As I caught up on two weeks’ worth of blog reading tonight, a few thoughts struck me (yes, that’s all ;^). First, I’ve seen an increase in the number of school-based educators writing online, but it’s still not enough. The ed-blogosphere is dominated by people who don’t work in schools, and I want to hear about what teachers and students are actually doing in schools. So if you blog and work in a school, please keep writing about what is actually happening in your school!
Second, if you blog and work in a school, please remember that you have the most impact in your school! Fortunately, most school-based bloggers I follow seem well-rooted in their schools, but a few seem to have forgotten their local context when writing. It’s okay if you only post a blog entry once a week (or fewer).
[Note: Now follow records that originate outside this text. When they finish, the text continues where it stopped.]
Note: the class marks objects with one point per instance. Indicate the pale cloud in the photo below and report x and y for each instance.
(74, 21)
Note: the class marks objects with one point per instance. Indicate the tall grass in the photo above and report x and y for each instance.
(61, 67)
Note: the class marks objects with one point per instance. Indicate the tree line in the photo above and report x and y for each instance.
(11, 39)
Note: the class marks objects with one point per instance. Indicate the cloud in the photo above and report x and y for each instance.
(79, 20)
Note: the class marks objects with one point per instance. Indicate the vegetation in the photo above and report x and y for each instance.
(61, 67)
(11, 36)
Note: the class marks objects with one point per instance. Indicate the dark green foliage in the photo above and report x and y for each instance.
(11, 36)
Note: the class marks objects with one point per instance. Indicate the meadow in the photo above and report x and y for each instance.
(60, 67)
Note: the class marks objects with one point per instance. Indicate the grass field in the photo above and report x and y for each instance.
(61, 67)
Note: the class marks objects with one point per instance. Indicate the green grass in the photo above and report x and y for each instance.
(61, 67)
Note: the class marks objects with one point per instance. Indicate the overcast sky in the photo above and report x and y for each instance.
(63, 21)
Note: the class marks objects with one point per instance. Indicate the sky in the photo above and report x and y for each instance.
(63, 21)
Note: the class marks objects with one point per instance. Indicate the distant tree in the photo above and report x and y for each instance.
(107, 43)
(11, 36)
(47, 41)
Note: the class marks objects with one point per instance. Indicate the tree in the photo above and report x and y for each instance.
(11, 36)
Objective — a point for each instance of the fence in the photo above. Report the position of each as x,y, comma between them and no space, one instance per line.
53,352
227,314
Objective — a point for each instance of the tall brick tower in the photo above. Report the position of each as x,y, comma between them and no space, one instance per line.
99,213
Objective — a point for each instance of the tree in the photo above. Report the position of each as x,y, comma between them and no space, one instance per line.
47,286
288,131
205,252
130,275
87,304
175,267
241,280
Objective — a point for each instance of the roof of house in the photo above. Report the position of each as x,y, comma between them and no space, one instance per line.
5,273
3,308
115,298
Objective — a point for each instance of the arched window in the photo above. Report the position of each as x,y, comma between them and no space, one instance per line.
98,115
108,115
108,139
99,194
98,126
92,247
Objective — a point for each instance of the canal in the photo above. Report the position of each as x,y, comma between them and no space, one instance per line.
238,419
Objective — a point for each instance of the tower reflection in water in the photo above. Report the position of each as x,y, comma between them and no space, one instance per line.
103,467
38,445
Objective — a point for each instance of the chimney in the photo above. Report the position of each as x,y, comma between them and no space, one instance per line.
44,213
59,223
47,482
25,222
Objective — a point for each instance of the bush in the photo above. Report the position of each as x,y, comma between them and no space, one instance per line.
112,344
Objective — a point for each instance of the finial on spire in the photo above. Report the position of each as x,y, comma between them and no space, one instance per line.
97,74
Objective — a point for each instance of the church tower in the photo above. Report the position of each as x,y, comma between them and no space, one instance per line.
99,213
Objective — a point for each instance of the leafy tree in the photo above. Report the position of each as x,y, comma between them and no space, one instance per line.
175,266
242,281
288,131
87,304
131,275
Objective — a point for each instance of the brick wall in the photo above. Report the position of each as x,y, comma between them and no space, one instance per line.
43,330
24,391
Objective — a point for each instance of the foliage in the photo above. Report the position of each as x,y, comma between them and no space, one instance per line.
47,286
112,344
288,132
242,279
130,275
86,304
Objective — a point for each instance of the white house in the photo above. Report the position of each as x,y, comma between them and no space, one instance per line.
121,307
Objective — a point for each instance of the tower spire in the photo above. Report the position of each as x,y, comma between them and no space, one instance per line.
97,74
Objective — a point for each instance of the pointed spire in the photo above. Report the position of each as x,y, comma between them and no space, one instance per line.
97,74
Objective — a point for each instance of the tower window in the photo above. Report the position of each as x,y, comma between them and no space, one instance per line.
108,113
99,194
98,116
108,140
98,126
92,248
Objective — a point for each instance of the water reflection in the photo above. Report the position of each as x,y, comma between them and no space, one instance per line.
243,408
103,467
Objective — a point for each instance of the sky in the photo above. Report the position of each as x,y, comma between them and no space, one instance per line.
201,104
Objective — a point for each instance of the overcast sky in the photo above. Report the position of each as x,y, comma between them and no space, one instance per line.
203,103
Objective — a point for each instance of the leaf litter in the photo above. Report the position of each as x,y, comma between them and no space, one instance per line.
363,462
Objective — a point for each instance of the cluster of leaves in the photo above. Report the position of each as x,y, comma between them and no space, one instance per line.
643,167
We know that you are spending your work hours meeting with teachers, keeping up a computing infrastructure, helping students, or building a new tool.
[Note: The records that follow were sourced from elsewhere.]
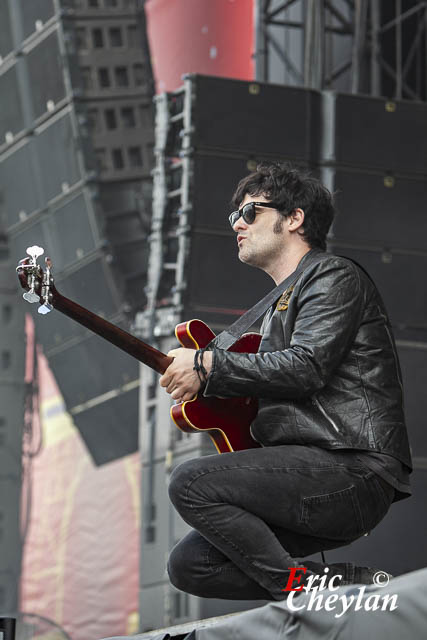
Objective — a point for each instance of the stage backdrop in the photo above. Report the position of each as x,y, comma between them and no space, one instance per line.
81,553
200,36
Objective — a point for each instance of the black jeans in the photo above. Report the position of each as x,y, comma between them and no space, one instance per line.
256,510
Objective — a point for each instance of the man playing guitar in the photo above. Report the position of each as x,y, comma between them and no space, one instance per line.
334,452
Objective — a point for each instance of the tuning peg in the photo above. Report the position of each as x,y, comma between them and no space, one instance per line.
35,252
30,296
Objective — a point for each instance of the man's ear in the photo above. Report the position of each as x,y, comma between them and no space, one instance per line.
295,219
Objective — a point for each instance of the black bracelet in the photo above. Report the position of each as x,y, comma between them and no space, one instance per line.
202,368
202,374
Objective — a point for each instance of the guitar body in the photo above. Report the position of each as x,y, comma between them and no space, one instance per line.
225,420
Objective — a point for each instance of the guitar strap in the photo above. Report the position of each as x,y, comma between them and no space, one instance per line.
228,337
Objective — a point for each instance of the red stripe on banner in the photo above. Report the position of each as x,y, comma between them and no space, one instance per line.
210,37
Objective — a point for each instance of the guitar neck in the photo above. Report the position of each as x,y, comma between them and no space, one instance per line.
121,339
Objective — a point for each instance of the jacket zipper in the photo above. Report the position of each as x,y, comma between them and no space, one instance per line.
323,412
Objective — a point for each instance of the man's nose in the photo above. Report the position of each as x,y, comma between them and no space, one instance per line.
240,224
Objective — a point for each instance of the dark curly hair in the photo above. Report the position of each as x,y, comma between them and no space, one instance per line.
291,189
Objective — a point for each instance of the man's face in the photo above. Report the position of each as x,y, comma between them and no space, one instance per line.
264,240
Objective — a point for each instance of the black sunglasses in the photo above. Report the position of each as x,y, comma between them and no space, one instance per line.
248,212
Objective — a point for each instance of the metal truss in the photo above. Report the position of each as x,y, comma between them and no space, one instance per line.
376,47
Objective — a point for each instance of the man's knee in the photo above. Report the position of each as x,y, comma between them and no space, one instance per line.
178,568
180,480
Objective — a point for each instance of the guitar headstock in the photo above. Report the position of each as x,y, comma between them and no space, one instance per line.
38,283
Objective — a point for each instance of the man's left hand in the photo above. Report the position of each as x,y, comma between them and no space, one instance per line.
180,379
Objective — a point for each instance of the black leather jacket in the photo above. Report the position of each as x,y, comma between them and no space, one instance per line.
327,372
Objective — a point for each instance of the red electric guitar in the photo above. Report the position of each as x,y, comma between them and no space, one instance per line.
226,421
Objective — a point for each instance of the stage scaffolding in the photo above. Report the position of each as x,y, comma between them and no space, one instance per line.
358,46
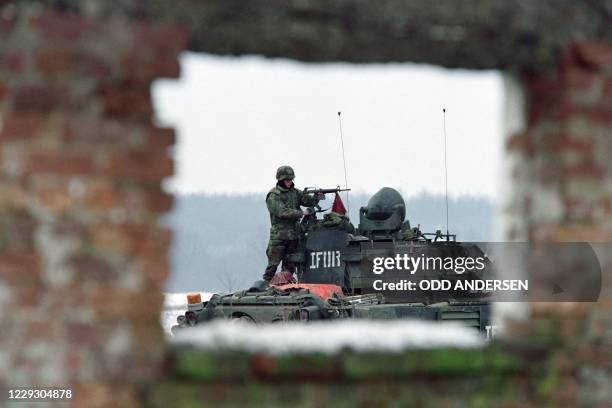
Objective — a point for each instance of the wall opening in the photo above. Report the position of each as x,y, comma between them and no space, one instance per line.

This past week at Catlin Gabel, our new Global Connect site gained its third, fourth, and fifth groups. We created Global Connect in order to have a Catlin-hosted, but not Catlin-branded, place to group blog for global ed. The site was originally for exchanges, but now pre-trip planning groups have also joined. I figured out how to use taxonomy access control lite to give groups the choice of whether they wanted their discussions to be public or private. Interestingly, the two groups actually talking with students in other countries opted to go private, whereas the three groups using the site for pre-trip planning went public. We’ll see whether that distinction holds up going forward. Next, I need to put a public commenting system into place, so just hold your horses (or use the contact form) if you were hoping to post a comment.
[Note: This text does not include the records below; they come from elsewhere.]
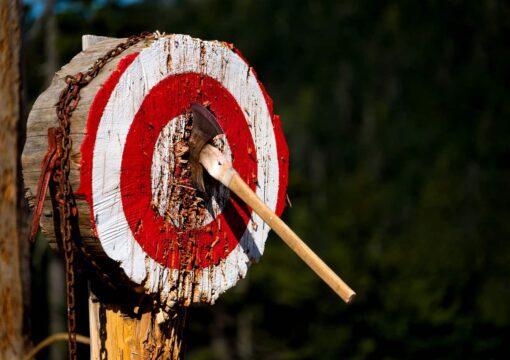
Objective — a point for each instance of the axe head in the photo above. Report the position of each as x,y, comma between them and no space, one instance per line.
205,128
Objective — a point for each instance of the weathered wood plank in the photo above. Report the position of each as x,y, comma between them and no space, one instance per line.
10,89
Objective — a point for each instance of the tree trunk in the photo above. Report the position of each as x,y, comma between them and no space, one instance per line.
10,280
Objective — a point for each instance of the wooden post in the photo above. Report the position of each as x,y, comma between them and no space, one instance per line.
10,280
143,225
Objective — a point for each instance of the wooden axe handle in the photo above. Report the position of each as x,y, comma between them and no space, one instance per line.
241,189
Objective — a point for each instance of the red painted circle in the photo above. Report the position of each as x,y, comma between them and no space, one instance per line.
160,239
168,99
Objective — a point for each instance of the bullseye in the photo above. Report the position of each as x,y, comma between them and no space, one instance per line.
146,213
169,183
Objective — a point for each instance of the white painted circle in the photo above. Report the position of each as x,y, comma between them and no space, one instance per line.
179,54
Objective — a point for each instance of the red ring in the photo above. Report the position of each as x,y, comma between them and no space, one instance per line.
160,239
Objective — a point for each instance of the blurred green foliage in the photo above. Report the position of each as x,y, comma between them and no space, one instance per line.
397,118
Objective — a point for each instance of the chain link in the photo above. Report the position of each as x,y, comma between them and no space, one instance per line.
68,102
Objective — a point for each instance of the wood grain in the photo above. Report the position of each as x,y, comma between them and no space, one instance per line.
10,280
43,116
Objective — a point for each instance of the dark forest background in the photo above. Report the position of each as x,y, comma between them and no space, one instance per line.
397,116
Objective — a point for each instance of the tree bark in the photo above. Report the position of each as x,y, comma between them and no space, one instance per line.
10,104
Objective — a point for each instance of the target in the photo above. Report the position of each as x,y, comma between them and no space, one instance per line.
145,212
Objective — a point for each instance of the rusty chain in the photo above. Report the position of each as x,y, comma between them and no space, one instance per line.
67,104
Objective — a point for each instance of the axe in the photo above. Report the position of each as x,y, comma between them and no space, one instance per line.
203,155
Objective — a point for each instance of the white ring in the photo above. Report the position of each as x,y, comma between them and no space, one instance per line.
165,57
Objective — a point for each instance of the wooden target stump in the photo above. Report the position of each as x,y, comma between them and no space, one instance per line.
140,218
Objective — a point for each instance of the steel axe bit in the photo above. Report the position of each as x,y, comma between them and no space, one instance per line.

One man’s struggle to restore real-world issues to the core of the school program took another step forward this month with the launch of the Economic Crisis Reading Group moodle site. This one is private (sorry, legions of interested members of the public). 34 students have signed up for the Moodle course, which includes news and discussion about the most compelling post-inauguration teachable moment of the year. I hope this takes off, to prove that students are indeed interested in chatting online about serious issues in a school context.
This week will be dominated by (yet another) presentation, this time to our board of directors. Seriously, it’s been a great year for our IT team to discuss social networks and other compelling issues with teachers, students, and parents in the school community.